MacMillan is reacting to a large body of 20th century scholarship in which conquest has a very aggressive connotation.

“Scholars always assume that when contemporaries in the 16th, 17th and 18th century used the term conquest, what they meant was the belligerent subjugation of the indigenous peoples, and imposing lordship over them.”

“My argument is that essentially in the 16th and early 17th century [England], the word conquest did not have a belligerent connotation to it; it had more of what I call a benign and benevolent connotation.”

The English did use the word when discussing expansion into the new world, but they were not talking about subjugating indigenous peoples, says MacMillan.

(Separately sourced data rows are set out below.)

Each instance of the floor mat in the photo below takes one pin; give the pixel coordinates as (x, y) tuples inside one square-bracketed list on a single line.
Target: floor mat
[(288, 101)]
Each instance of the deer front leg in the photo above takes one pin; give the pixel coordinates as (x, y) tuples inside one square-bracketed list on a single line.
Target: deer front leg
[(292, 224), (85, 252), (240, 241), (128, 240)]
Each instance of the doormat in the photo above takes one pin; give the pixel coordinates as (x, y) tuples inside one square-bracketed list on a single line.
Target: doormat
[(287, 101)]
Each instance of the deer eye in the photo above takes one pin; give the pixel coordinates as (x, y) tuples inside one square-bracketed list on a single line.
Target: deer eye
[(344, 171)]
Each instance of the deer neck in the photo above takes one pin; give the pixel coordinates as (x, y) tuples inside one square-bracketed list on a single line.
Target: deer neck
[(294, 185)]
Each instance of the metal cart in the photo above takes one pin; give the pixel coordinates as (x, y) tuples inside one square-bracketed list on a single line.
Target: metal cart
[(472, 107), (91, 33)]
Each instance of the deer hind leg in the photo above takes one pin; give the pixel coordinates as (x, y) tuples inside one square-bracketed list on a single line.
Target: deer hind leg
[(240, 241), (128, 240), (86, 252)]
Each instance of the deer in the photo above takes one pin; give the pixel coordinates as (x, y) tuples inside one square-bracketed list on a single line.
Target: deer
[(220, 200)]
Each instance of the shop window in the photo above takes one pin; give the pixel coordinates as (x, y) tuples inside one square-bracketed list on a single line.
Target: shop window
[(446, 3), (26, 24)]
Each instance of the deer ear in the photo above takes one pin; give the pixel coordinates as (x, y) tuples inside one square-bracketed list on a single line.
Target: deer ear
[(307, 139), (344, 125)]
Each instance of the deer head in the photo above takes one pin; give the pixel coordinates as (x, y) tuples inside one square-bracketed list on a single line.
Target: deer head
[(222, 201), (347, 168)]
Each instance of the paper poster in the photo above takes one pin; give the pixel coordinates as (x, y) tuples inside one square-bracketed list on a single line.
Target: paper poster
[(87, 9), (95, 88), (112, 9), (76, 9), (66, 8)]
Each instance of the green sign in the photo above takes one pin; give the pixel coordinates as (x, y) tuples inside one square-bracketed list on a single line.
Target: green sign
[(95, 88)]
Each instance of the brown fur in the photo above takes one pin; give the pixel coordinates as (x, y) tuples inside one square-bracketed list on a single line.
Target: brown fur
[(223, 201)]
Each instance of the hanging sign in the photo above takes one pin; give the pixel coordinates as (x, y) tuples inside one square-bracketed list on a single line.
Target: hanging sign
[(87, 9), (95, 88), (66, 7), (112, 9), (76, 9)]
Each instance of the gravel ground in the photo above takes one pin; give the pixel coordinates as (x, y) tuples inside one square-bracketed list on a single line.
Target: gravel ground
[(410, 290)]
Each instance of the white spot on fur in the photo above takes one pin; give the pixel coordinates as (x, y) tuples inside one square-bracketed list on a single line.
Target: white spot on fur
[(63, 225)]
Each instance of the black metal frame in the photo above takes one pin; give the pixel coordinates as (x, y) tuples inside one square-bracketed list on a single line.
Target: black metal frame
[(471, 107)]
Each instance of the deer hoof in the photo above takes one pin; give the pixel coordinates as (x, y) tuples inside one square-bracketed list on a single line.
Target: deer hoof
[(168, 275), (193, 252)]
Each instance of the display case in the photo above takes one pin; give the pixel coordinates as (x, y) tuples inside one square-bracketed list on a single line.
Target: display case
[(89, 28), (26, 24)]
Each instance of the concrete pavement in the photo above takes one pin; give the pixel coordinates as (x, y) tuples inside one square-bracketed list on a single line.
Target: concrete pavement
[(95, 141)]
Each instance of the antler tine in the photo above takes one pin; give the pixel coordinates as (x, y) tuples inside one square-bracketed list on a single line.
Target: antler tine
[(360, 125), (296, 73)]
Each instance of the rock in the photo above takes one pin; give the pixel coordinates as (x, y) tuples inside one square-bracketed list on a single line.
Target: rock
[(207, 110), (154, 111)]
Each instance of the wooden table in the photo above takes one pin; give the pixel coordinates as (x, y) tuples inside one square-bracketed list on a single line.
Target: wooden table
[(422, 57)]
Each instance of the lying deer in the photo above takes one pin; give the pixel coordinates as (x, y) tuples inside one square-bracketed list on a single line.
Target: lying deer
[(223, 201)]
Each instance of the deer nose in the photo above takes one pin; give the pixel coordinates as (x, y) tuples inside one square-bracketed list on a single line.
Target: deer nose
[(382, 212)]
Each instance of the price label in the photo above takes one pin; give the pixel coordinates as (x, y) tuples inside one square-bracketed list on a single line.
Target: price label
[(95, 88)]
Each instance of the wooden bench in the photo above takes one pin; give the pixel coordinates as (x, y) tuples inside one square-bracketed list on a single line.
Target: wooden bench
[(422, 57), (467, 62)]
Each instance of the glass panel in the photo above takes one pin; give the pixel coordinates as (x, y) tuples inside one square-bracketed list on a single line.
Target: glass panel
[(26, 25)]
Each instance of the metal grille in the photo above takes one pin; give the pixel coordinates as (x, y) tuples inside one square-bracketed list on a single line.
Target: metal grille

“[The English] were talking more in the Francis Bacon sense of the conquest of the works of nature; they were talking about tilling the land, and conquering the peoples to an extent, but in a benign way.”

One of the discoveries in his book Sovereignty and Possession in the English New World: The Legal Foundations of Empire, 1576-1640 (2006) was that, in contrast to Spain, the English did not use the word conquest in a legal way, rather, they employed land oriented terminology “in order to distance themselves from what they call the rapacious example of conquest in the Spanish conquest in the new world — raping, pillaging and mass murder.”

“As a result of the reception of international law, and England having to speak with the international community when it came to establishing sovereignty in the new world particularly, the word conquest began to take on a more belligerent connotation,” says MacMillan.

MacMillan attributes his interest in the term to a book he read in a graduate seminar that he found so fundamentally flawed he sought new answers to the questions being asked.

Compiling English and European antiquarian chronicles from the 1560s and 1570s, and legal treatises from 1560s up to the 1750s, there is a large body of ideological and critical work to consider.

MacMillan credits the Special Collections and Law Library at the U of C as a great resource for early modern British scholars.

While non-historians may not immediately grasp the implications of MacMillan’s research outside of academia, he brings the subject matter to life.

“If we look at a lot of contemporary debates about governments and their relationship with indigenous peoples, it is often founded on this language of conquest.”

MacMillan draws upon the landmark 1823 Johnson versus M’Intosh case in which the Supreme Court of the United States ruled that Native Americans had the right of occupancy, but not ultimate title to their lands. Native Americans therefore could not sell land to private U.S. citizens; rather the U.S. government had ultimate title to the land.

MacMillan notes that the trial has had massive legal ramifications in Canada, Australia, New Zealand and South Africa and in recent academic debate.

“In this case, the Chief Justice [John] Marshall rendered his opinion that the indigenous peoples and their lands were conquered by the English in the 17th century, and this was subsequently used in the 19th century to justify dispossessing the indigenous peoples, removing a lot of rights from them, placing them in the reservation system, and all of that has bled over today into American and Canadian relationships with native peoples.”

MacMillan’s argument is that although Marshall did draw on appropriate discourse from the 17th century that used conquest, he “fundamentally misunderstood what the word conquest meant, and as a result . . . that Supreme Court case which then rendered an opinion, that had an impact for 200 years, becomes almost mute.”

“We need to redefine how these relationships need to be worked out based on contemporary language. If you are going to use evidence of the 17th century to render a decision, you need to understand how that language was actually designed to be used.”

MacMillan has been recognized with numerous research and teaching awards. Notable fellowships include the Royal Historical Society, the Huntington Library, the John Carter Brown Library, the Killam Trust and the Calgary Institute for the Humanities, for which he has currently been on research sabbatical.

MacMillan looks forward to returning from research sabbatical to his teaching duties this January.

“Research and teaching become very mutually reinforcing. That’s not a new idea; everybody says it. It’s absolutely true; and it’s absolutely true for me.”

MacMillan said teaching first year students can be very rewarding.

“It teaches me to explain things in a way that can be understood beyond my own discipline. And I think that is a lesson we all need to learn in teaching and in scholarship.”